«Dopo la stagione abbiamo fatto una profonda analisi, chiedendoci cosa ci sarebbe servito in futuro e cosa no. Siamo arrivati alla conclusione che Connor Carrick è una persona stupenda e che ha lavorato duramente questa stagione, ma non eravamo soddisfatti delle sue prestazioni: ci aspettavamo di più». Con queste parole Janick Steinmann, general manager dell’HC Lugano, commenta la partenza del difensore statunitense, annunciata questa mattina dalla società bianconera.
Nella nota stampa, l’HC Lugano parla di «un contratto sciolto anticipatamente e di comune accordo», ma la realtà sembra diversa. «La decisione è stata interamente del club. Penso che Carrick si sia trovato davvero bene a Lugano, ha provato di tutto per fare funzionare le cose, ma anche lui non era contento delle sue prestazioni, era consapevole di non aver giocato al livello che il club, ma anche lui stesso, si aspettava» precisa il GM bianconero.

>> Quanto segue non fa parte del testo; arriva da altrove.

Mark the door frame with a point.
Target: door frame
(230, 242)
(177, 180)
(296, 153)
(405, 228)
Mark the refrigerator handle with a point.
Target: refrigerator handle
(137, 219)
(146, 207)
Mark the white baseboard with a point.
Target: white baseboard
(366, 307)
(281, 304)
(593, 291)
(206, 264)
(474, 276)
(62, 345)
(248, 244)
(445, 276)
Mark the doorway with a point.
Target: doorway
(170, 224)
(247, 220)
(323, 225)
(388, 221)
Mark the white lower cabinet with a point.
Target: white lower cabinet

Ma quali sono i motivi per cui Carrick ha reso al di sotto delle aspettative? «A volte, per i giocatori nordamericani, non è facile venire in Europa con moglie e figli. Si tratta di un grande cambiamento, l’hockey è davvero diverso. Abbiamo capito in fretta che ci sarebbe servito un altro giocatore per il futuro» spiega Steinmann, che chiarisce anche cosa si aspetta da un eventuale nuovo difensore straniero: «La capacità di fare rendere il powerplay è sicuramente un aspetto, ma non è l’unico. Dovrà essere abile a trovare soluzioni e fare delle giocate con il disco sul bastone. Dovrà essere un difensore straniero in grado di giocare tanti minuti e di avere un impatto maggiore sul nostro gioco con il disco».
Il mercato bianconero
Tra tifosi e addetti ai lavori circolano molte voci sul Lugano, tra queste c’è chi parla dei due giocatori sotto contratto con gli Ottawa Senators: Lassi Thomson e Olle Lycksell. Nel primo caso, spiega Steinmann, «non sono nella posizione di dire nulla», mentre per il secondo giocatore «posso dirvi che siamo interessati e vedremo cosa accadrà nelle prossime settimane, quando potremo dare qualche informazione in più». Per quanto riguarda Einar Emanuelsson, giocatore prestato ai bianconeri dal Lulea sino al termine della stagione 2025/26, resta qualche incognita da sistemare. «Ha lavorato molto bene, ma questo non significa che firmerà un contratto: ci sono molti aspetti da chiarire. Stiamo cercando di sistemare gli ultimi tasselli e molto dipenderà dalle tempistiche. Di sicuro sappiamo che inizierà la preparazione estiva con noi».